Giving birth is a scary process. Perhaps especially the first time we go through it. There are so many unknowns. Just how much pain will I endure? Will the baby that I carried for so many months come out healthy? Will I make it?
My first child was delivered via c-section. I've accepted it (even embraced it in the sense that he and I both remained healthy and safe during delivery). I decided I would go ahead with the c-section for my second baby as well (in September 2012).
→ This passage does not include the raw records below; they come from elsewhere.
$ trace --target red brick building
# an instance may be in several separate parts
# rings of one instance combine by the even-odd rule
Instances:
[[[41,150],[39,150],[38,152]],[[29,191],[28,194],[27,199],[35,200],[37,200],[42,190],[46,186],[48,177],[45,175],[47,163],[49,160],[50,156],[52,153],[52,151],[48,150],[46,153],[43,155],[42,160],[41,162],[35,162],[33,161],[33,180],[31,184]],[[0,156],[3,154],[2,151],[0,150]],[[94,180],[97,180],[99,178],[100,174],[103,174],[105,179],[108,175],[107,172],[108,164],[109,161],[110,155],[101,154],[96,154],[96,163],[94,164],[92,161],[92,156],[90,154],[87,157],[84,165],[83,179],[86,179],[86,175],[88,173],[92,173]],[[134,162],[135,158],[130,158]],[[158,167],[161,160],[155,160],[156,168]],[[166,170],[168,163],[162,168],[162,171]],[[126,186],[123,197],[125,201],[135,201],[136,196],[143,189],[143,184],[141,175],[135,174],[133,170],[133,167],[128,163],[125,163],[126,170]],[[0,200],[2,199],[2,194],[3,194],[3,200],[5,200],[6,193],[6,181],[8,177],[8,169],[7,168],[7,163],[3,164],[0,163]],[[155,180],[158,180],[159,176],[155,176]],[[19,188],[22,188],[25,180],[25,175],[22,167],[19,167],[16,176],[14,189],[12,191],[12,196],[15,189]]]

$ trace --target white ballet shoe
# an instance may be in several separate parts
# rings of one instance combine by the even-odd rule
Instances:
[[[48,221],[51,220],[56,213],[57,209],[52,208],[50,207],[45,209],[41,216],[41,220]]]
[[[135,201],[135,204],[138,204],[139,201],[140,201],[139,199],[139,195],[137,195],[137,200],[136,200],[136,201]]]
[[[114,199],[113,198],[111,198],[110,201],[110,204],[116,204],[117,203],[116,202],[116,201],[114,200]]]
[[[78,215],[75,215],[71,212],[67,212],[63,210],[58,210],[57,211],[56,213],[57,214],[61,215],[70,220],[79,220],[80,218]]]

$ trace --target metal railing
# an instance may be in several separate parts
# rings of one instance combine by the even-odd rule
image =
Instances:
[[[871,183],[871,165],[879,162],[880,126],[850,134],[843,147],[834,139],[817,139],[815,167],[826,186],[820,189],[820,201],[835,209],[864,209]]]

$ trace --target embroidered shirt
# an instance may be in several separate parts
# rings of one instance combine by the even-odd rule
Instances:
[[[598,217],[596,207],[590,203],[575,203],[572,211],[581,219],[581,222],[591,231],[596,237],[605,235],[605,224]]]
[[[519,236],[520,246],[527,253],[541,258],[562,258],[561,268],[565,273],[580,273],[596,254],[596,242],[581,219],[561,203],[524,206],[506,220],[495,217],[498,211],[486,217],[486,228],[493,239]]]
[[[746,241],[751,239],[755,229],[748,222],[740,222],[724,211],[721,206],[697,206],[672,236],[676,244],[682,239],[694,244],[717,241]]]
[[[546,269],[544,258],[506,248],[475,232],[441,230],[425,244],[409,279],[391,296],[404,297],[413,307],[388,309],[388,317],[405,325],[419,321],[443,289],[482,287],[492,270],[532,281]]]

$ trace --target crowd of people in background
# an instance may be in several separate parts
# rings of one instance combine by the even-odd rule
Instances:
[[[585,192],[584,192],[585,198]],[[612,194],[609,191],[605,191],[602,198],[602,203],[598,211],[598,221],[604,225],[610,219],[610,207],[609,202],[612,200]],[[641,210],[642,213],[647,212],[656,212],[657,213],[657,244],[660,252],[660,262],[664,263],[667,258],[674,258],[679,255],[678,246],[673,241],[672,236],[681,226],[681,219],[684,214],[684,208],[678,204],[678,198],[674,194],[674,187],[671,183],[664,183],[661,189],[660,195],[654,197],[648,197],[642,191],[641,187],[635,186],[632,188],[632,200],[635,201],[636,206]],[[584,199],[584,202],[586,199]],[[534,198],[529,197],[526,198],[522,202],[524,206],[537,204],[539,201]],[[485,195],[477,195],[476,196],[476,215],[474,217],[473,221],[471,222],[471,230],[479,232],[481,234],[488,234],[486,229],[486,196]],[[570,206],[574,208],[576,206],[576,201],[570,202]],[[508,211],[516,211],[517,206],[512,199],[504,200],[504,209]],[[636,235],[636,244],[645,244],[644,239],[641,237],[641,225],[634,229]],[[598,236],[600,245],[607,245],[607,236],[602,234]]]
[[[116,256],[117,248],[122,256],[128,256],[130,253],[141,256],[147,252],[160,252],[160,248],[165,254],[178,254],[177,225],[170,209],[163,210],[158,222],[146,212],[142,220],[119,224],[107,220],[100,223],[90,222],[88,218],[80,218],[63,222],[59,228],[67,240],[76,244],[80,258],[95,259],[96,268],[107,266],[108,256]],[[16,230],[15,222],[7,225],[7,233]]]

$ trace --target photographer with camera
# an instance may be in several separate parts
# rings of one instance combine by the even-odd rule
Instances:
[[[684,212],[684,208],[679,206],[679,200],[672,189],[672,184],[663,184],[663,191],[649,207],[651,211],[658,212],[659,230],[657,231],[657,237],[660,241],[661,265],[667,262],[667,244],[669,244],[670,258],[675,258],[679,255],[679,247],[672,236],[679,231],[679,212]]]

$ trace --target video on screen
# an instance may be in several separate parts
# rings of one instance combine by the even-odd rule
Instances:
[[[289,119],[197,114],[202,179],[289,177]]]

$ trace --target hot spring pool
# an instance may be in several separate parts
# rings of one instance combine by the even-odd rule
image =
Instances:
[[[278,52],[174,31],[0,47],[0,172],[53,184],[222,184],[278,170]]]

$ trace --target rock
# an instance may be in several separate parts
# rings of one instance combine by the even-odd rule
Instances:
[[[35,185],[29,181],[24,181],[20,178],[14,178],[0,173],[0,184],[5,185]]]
I wasn't as nervous going into things the second time. I still had major butterflies in my stomach. I still shook as the anesthesiologist had me hunch over on a cold surgical table for the extremely long silver needle that was to go into my spine. And I still squeezed my husband's hand very tightly as the tugging and pulling on my stomach felt increasingly aggressive as my doctor retrieved my daughter.
But at least I had been through all of it before; there were fewer unknowns. It was still frightening, but not completely new. Immediately after my daughter's birth, we experienced the exquisite joy that I think one only feels when they welcome a new baby into the world. Pride. Happiness. Relief.
However, within a couple hours (minutes?), I started losing a lot of blood. I remembered this from when I had my son (even though I hadn't at the time known bleeding occurred with a c-section), but this time, there was a lot more. And it wasn't subsiding. The nurses were starting to get more serious, and they brought in other nurses. They whispered a lot. My doctor was called. Suddenly I was being wheeled into another section of the post-delivery area of the hospital for intensive care.
I won't go into the various manual and medical procedures I went through over the next few hours to stop the bleeding and prevent a blood transfusion. Frankly, I was so out of it from pain (epidural had worn off) and exhaustion at that point that it is all kind of foggy.
People who shrug off c-sections as being easy used to bother me. It made me defensive and sensitive. But after my hemorrhaging experience, those opinions and judgement simply sound ignorant. I write this post-- a definite break from my usual lighthearted tone-- to raise awareness of a complication that, if it can't be avoided, can at least be known. Because while it might seem alarmist to call attention to all of the risks that come with birth, it might also help at least one person feel a little more prepared or raise awareness of the issue in general.
Postpartum hemorrhages (PPH) can occur in a vaginal birth or a c-section (in about 6% of all births). It is the leading cause of maternal mortality (though if you are fortunate enough to live in a developed country, risk of death from PPH is much lower).
I did not fit any of the risk factors, such as clotting disorders, heart issues, severe preeclampsia.
I write this birth story so that if there are any pregnant women out there reading, they can choose to ask their doctor, "if this happens, what would be the plan?" Sometimes it is comforting to have a game plan.
All of that said, I wish all of my pregnant readers as healthy a birth experience as possible. Regardless of how your baby is brought into the world, no one can take away your joy when you first get to hold him or her!